- Location of Bawcomville in Ouachita Parish, Louisiana.
- Bawcomville, Louisiana Bawcomville, Louisiana
- Coordinates: 32°28′13″N 92°10′25″W﻿ / ﻿32.47028°N 92.17361°W
- Country: United States
- State: Louisiana
- Parish: Ouachita

Government

Area
- • Total: 3.75 sq mi (9.70 km^{2})
- • Land: 3.17 sq mi (8.20 km^{2})
- • Water: 0.58 sq mi (1.50 km^{2})
- Elevation: 85 ft (26 m)

Population (2020)
- • Total: 3,472
- • Density: 1,096.2/sq mi (423.25/km^{2})
- Demonym: Bawcomite
- Time zone: UTC-6 (Central (CST))
- • Summer (DST): UTC-5 (CDT)
- ZIP code: 71292
- Area code: 318
- GNIS feature ID: 2586665

= Bawcomville, Louisiana =

Bawcomville is an unincorporated community and census-designated place in Ouachita Parish, Louisiana, United States. As of the 2020 census, Bawcomville had a population of 3,472.

The Redneck Christmas Parade is held annually in Bawcomville.
==Geography==
According to the U.S. Census Bureau, the community has an area of 3.744 mi2; 3.167 mi2 of its area is land, and 0.577 mi2 is water.

Prior to 2010, the Census Bureau included both Bawcomville and Brownsville in the Brownsville-Bawcomville census-designated place for statistical purposes.

==Demographics==

Bawcomville first appeared in the 2010 U.S. census split out along with the Brownsville CDP from the deleted Brownsville-Bawcomville CDP.

Historical population
| Census | Pop. | Note | %± |
| 2010 | 3,588 |  | — |
| 2020 | 3,472 |  | −3.2% |
U.S. Decennial Census

===2020 census===
As of the 2020 census, Bawcomville had a population of 3,472. The median age was 37.7 years.
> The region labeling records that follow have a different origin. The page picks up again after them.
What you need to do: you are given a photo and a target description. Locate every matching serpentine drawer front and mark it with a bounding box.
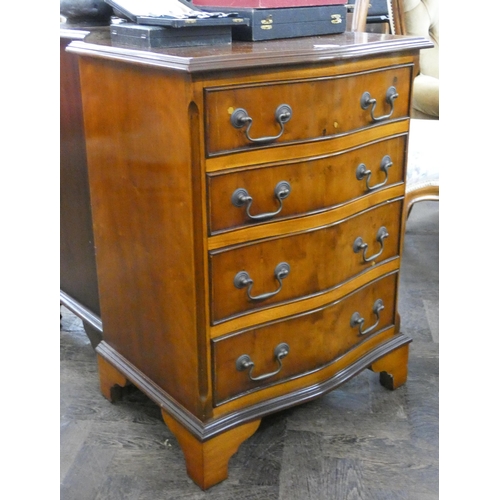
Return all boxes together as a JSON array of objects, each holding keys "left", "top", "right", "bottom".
[
  {"left": 208, "top": 135, "right": 407, "bottom": 233},
  {"left": 69, "top": 30, "right": 432, "bottom": 489},
  {"left": 205, "top": 66, "right": 411, "bottom": 154},
  {"left": 210, "top": 199, "right": 403, "bottom": 323},
  {"left": 213, "top": 274, "right": 397, "bottom": 404}
]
In the CDP, 25.1% of residents were under the age of 18 and 12.9% were 65 years of age or older. For every 100 females there were 101.2 males, and for every 100 females age 18 and over there were 101.2 males age 18 and over.

100.0% of residents lived in urban areas, while 0.0% lived in rural areas.

There were 1,409 households in Bawcomville, including 614 families. Of all households, 32.0% had children under the age of 18 living in them, 31.7% were married-couple households, 25.3% were households with a male householder and no spouse or partner present, and 31.0% were households with a female householder and no spouse or partner present. About 30.4% of all households were made up of individuals and 10.2% had someone living alone who was 65 years of age or older.

There were 1,730 housing units, of which 18.6% were vacant. The homeowner vacancy rate was 4.2% and the rental vacancy rate was 14.1%.

Bawcomville racial composition
| Race | Number | Percentage |
|---|---|---|
| White (non-Hispanic) | 2,514 | 72.41% |
| Black or African American (non-Hispanic) | 334 | 9.62% |
| Native American | 19 | 0.55% |
| Asian | 11 | 0.32% |
| Other/Mixed | 220 | 6.34% |
| Hispanic or Latino | 374 | 10.77% |

==Education==
Ouachita Parish School System is the area school district.

Much of Bawcomville CDP is zoned to Lenwil Elementary School, while a section north of Olive Street and west of Evergreen Street is zoned to Riser Elementary. They both feed into Riser Middle School and West Monroe High School.